My mom was an unemployment insurance investigator, and she used to work from home starting in the early ’90s, right up until she switched careers into teaching. At the time, it didn’t seem odd that our mom didn’t go to an office because she had one in our house. In hindsight, she was probably one of the only parents who didn’t need to go to an office.

Having spent so much time working remotely, I wanted to share some things I’ve picked up along the way. My hope is that this will be an evolving list of tips and suggestions, enriched by people sharing what has worked well for them individually and organisationally.

Keep in mind that the suggestions I’m about to make are the things that have worked for me.

Making the most of your remote working situation

What’s most important when working remotely is making a commitment to show up. Turn on your video, be an active participant, and don’t try to do other things at the same time. You might be a ninja with the mute button, but make sure you leave the dishes until after the call.

1. Be responsible. Regardless of what policies exist, it’s a shared responsibility to stay engaged while working remotely.

2. Shower and put on clothes. I know that sounds silly, but it helps to switch your brain into work mode. Routines not only help to give your day more structure and keep you focused, they are good for your health.

3. Save home repairs for the weekend. Working from home gives you the option to take care of some personal admin, but it’s important to draw the line somewhere. Laundry is great, but finally fixing that squeaky step might be a bit irresponsible.

4. Don’t work where you sleep. Find a place that is cut off from where you do leisure activities so you can create some physical separation. This makes it easier to switch into “work mode”, and reduces the risk of getting lazy or distracted.

5. Spend 15 minutes outside every day. Leave your work phone behind, or at least go out when you have nothing on your calendar. It gives you a chance to disconnect, and thanks to unstructured free-thinking time, can even help with new ideas!

6. Create boundaries between work and play. Protect time for the things you enjoy doing. Focus on being present during your normal work hours, but once the day is over, walk away from the computer and live the rest of your life.

7. Don’t beat yourself up if you don’t get everything done. Some days are more productive than others. Focus on important projects when you have blocks of uninterrupted time, and save smaller tasks for days with lots of interruptions.

8. Turn on your video, and embrace your space. It’s easier to stay connected when other people can see you. Your space is part of your personality, and don’t worry if your pets like to make a guest appearance – it’s a good talking point.

Staying connected with your team as a manager

Managing people remotely is all about trust. You need to have faith in your team to do what they’re supposed to do, and be comfortable with the fact you can’t see what’s going on.

1. Trust your people. Respect individual boundaries and trust that your team are responsible adults. You likely hired them or know the person who did, so give them the benefit of the doubt. 

2. Check your messages. Tapping on someone’s shoulder isn’t an option when you have people working remotely on your team, so make time to catch up on emails, Slack messages, etc, to prevent any communication issues.

3. Turn team lunches into remote hangouts.
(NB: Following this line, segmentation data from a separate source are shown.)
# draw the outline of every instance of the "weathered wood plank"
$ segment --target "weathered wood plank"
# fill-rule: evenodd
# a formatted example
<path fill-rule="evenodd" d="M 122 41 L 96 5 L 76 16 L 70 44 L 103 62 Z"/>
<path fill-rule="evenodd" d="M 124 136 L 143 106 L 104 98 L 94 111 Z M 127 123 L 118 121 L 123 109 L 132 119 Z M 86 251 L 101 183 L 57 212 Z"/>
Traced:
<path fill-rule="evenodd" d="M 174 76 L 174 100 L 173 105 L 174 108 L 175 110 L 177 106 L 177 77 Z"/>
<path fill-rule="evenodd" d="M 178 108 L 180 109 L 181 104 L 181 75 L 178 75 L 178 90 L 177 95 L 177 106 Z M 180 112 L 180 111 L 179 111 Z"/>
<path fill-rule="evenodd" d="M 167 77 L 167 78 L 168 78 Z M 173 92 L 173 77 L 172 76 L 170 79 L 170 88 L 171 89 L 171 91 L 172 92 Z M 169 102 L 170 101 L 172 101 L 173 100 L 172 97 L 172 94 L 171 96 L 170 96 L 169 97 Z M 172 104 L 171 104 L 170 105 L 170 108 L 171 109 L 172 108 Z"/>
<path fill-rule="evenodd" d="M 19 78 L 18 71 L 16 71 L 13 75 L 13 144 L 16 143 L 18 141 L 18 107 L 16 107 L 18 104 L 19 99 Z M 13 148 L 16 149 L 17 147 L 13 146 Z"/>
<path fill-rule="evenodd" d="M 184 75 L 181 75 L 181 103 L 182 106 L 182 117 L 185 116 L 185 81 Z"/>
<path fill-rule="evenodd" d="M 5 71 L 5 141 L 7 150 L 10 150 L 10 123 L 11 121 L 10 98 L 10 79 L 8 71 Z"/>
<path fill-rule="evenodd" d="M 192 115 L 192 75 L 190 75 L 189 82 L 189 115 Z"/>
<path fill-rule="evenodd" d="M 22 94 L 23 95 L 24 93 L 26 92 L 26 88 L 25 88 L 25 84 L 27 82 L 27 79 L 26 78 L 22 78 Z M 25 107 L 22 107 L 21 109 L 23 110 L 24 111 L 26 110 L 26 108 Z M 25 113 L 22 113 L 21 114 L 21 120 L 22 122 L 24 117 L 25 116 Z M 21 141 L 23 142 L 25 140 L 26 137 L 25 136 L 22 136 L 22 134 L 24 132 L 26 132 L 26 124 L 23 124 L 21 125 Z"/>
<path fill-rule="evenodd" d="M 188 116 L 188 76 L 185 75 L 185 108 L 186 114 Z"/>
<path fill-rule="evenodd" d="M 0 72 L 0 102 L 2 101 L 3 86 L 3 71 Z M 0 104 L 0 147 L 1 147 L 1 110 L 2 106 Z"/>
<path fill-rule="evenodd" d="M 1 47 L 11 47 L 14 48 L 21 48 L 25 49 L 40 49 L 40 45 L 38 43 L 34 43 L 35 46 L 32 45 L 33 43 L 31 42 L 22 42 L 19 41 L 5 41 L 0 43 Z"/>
Meeting shouldn’t be the only reason you jump on a call with someone. Create time to catch up with your team over lunch, or on a Friday afternoon when conversation doesn’t have to focus entirely on work. 
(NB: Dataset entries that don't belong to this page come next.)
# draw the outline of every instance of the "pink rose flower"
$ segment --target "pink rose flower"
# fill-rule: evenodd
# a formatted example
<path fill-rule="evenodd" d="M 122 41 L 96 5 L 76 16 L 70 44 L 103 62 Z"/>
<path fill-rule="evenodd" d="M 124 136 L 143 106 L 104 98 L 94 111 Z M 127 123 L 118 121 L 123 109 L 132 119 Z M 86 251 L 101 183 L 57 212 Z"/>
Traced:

4. Implement some form of daily virtual stand-up. It’s easier and more efficient than 1-1 requests, and it gives the rest of the team visibility into each other’s days. Keep it to under 15 minutes if you can, but don’t stifle good social sidebars.

5. Sometimes it’s better to pick up the phone. Phone calls are welcome if something would be better solved with discussion rather than messaging. Video chat is even better, but respect that some people may prefer the phone.

6. Set boundaries and communicate them. Lead by example when it comes to defining your work hours and responding to emails at appropriate times, for example. Communicate them with your team in a way that everyone else knows it’s okay to do the same.

7. Avoid a one-size-fits-all approach. During your 1-1’s ask your team members how to best support them and their working style. You should also let them know how you like to work. User manuals are a great format for this.

8. Update all team calendar invites. Make it easy for everyone to join online conference calls. Include a link so you don’t waste time setting up a call every time. 

What companies can do to support remote workers

I have worked at a lot of companies with, and some without, remote work policies. The most important thing an organisation can do is to be conscious of remote employees and create avenues for them to get the information they need.

1. Equip people with the right communication tools. Zoom, webex, slack, teams, etc. Some people are more familiar with these tools than others, so make sure they know where to get help if they need it, and let your IT teams know that people will need support.

2. Use multiple communication channels for important updates. Don’t rely on any one channel for communications. Email is fine, but make sure people receive the same message from their managers, through instant communications, intranet, etc.

3. Offer to cover some remote working expenses. You don’t need to reimburse everything, but offering employees financial support can help them create a better working environment at home. Consider creating a remote work reimbursement policy.

4. Establish a set of behaviors and expectations for everyone. It doesn’t need to be comprehensive, just reinforce positive behaviors like using video if you can, respecting « do not disturb » statuses, etc.

5. Reinforce that remote working is a shared responsibility. It’s important to trust your employees and put policies in place to support them when working remotely, but feel free to remind people that it’s not something that all companies offer.

What Works For You?

This is what works for me, but I’m always curious to learn how other people keep themselves engaged when working remotely. What has worked for you, and what hasn’t?